As I sit here thinking about my first week in Amman, I have so many great thoughts about this amazing place. Also, I know I was going to try to post something everyday, but with my studies I have found that that is going to be impossible. I am hoping it will be more like two or three times a week. So back to my experiences here. I attended my first Arabic church service. I had a little headset thing that was playing a translated version so I could understand and I am once again reminded of how startlingly different Christian churches are around the world. I was told that this was the biggest Christian church in Jordan. So, I being from a relatively small Christian church in the states, I'm thinking this is going to be one those "super churches" with thousands of worshippers. However, I couldn't have been more wrong. It was a small, two or three room church, with maybe 75 people and that's being generous. It was probably closer to 55. Even though they were a very small church and I could understand maybe half of what the translator said, the power in that room was amazing; it nearly brought me to tears. Just knowing that a few hours to the North, South, or East they could be killed for what they are doing...

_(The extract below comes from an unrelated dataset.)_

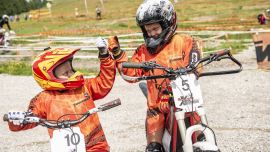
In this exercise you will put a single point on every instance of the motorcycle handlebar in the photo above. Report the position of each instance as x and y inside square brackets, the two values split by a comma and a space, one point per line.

In stark contrast to the small Christian church I had visited earlier, I went to see the King-Hussein Mosque. This place was HUGE in every sense of the word. It was made completely of marble and was a spectacular sight to see. While I was not there during the service, I was able to look around the whole building - which took about a half hour - except for the prayer room because that is reserved for Muslim men. Speaking of that, Laura was not even allowed in the mosque because she was not covered from head to toe. This was something that gave me a reality check because this place is at times so westernized that you can forget you are in an Islamic country with very strict rules.

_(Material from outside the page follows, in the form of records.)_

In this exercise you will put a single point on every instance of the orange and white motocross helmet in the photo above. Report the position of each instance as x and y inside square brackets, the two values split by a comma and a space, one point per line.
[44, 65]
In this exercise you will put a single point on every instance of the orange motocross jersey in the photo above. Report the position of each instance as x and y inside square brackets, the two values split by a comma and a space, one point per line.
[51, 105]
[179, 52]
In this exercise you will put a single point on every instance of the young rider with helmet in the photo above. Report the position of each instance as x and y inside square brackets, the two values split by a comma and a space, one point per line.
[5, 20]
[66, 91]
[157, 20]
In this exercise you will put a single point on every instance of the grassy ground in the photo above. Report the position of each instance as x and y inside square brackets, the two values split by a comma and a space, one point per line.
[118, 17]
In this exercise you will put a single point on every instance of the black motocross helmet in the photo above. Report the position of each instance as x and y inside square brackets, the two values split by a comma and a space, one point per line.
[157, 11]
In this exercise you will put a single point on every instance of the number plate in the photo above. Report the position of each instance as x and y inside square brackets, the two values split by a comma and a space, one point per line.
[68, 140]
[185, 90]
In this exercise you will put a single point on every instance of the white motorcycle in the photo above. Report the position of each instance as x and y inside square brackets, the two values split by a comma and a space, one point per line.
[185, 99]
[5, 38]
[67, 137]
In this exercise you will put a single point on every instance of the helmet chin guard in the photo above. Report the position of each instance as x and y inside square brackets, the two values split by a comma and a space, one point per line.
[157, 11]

Oh, I went to my first Jordanian home a few days ago which was just like everyone said it would be. While they didn't serve dinner due to how late it was, they had snacks, tea, more tea, more snacks oh more tea, more snacks, and more tea. They just keep coming and when you say, "No thanks, I'm full," they bring you more. I left thinking I could never want food again, but it was a tremendous experience.
In other news, I started my first Arabic classes. By the way, it is SO hard. My teacher, Dr. Ramadan is a great teacher; he has a P.H.D. in teaching Arabic. We got through the alphabet and some greetings in Fhusa, or classical Arabic, and we start spoken Arabic on Monday. For those who don't know, which is probably most people, Fhusa is what they speak on the news and in the newspaper and about 65% of Arabs understand it. While spoken, or ammea, is different for each region of the Middle East and other Arabic speaking countries. So Fhusa is a lingua fraca amongst the well-educated Arabs because someone from Jordan and someone from Saudi Arabia would not be able to understand each other very well because they both speak their ammea Arabic.
As far as food goes, I had some killer humus and zambusik and of course I ate too much shrawma. But, I tried one thing that stands out among the rest because of the hype that surrounded it and then it had an utter fall from grace in my eyes: TURKISH COFFEE. I was looking forward to that Turkish coffee, but it tasted like hot dirt water. It was so bad. I don't know if it was just the place where I got it or what, but it was terrible. So unless you like dirt, I would not recommend Turkish coffee.
So what are my plans for the weekend? Well, I am going to Wadi Mujib, basically the Arabic Grand Canyon, and the Dead Sea. It should be pretty awesome and I am really looking forward to it. There will be many pictures, I promise. I will try to have another blog up soon. Thanks for reading.